Vue de Suisse romande, Nathalie Rochat est certainement l’une des attractions les plus exotiques du zoo de Bâle. Ancienne coordinatrice des campagnes nationales de l’association Pro Natura, cette biologiste formée à l’UNIL s’est fait connaître en défendant la cause des loups qui débarquaient en Suisse.
Ex-collaboratrice du KORA, qui surveille les grands carnivores dans ce pays, la jeune femme est également un défenseur enthousiaste de la présence du lynx dans nos forêts. Et la voilà qui travaille désormais comme… guide dans le célèbre parc animalier!
Une écologiste guide dans un zoo!
Une écologiste militante dans un zoo, ça ressemble à une tigresse en cage.
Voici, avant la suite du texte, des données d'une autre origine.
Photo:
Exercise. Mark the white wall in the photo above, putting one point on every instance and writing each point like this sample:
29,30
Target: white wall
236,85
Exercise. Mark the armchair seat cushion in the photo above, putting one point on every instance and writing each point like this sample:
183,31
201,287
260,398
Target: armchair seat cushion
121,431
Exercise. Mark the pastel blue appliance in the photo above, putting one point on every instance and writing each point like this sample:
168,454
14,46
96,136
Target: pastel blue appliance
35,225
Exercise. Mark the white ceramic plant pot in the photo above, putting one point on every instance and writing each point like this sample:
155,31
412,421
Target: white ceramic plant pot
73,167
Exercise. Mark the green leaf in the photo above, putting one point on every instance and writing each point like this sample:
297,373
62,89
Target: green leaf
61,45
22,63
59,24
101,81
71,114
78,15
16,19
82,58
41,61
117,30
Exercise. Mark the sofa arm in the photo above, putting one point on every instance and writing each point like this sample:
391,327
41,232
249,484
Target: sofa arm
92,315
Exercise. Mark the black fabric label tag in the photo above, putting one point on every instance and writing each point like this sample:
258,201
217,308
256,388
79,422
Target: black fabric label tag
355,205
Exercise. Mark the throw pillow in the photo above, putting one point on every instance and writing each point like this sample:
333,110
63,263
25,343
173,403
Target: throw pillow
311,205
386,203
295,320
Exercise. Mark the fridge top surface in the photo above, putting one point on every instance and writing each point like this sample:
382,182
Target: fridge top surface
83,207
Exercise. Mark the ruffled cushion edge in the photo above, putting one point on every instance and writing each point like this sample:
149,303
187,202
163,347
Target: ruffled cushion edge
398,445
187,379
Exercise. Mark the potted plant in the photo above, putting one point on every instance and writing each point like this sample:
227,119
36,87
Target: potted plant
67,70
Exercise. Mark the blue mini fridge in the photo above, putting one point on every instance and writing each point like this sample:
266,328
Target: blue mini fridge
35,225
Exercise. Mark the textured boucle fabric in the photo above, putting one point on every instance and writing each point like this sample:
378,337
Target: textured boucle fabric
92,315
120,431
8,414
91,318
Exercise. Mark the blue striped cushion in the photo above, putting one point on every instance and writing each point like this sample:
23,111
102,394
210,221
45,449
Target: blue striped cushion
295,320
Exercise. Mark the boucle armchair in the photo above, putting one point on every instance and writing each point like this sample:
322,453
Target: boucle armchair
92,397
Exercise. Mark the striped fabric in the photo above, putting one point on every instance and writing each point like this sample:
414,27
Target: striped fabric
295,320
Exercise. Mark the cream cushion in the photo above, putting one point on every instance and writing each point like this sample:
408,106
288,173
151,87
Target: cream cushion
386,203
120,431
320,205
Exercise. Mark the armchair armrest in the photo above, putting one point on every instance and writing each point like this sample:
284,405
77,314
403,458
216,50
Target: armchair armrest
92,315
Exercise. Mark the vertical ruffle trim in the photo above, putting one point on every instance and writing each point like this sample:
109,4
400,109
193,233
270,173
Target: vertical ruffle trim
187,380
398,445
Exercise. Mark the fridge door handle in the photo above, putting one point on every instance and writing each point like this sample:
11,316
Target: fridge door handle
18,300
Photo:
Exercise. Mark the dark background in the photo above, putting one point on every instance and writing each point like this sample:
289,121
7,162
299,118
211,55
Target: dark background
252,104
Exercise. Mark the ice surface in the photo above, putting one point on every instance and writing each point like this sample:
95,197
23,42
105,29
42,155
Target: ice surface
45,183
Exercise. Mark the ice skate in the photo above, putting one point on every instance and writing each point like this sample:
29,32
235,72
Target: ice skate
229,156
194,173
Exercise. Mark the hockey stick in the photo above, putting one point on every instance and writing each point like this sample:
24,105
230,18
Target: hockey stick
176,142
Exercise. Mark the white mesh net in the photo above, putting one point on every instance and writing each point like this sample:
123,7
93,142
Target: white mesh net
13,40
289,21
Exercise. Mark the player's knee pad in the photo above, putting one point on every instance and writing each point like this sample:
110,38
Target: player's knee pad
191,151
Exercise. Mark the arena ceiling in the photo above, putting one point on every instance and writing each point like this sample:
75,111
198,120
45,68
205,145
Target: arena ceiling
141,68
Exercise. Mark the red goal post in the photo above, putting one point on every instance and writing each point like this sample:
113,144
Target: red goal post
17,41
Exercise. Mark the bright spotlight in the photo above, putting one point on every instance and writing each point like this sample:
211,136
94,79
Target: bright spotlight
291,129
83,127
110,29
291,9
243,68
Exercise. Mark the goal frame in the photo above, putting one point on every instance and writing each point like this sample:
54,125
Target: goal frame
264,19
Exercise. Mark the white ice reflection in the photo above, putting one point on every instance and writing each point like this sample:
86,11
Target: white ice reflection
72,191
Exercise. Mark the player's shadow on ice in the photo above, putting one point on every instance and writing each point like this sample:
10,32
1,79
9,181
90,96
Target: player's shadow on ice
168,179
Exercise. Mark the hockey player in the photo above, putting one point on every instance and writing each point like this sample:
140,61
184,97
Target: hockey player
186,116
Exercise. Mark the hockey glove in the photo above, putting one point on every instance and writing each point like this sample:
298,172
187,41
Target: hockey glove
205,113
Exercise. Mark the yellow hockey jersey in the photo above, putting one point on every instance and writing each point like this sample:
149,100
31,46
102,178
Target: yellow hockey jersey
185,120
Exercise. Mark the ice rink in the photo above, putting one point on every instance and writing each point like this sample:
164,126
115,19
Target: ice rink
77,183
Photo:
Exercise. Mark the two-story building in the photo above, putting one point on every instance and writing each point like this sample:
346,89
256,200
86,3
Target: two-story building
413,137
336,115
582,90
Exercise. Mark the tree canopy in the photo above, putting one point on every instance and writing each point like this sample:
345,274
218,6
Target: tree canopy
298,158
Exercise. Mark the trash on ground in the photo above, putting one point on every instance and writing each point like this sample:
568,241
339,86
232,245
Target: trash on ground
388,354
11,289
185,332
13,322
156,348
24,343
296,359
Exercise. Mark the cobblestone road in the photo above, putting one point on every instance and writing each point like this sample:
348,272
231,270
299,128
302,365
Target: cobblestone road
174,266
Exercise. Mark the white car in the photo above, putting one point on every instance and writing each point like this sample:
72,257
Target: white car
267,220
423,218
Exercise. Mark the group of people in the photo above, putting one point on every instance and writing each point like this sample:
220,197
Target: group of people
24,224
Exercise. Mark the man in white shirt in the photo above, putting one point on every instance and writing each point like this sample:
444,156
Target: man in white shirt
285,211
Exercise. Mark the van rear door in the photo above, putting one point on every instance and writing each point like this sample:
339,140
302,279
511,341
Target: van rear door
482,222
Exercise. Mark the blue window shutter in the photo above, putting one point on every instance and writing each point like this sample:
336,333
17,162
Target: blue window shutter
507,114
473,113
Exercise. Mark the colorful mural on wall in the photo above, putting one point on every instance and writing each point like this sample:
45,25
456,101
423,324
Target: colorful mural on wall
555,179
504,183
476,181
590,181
La militante aurait-elle tourné sa veste? «Pas du tout», sourit-elle. D’abord, Nathalie Rochat n’oublie pas qu’un zoo comme celui de Bâle, avec ses 1,46 million d’entrées chaque année (dont de nombreux Romands), constitue un formidable moyen de sensibiliser les gens aux questions écologistes. «Les visiteurs viennent voir des animaux exotiques. Mais je profite toujours des visites que je conduis pour faire des parallèles entre des écosystèmes suisses et ceux d’Afrique qu’on leur montre ici.»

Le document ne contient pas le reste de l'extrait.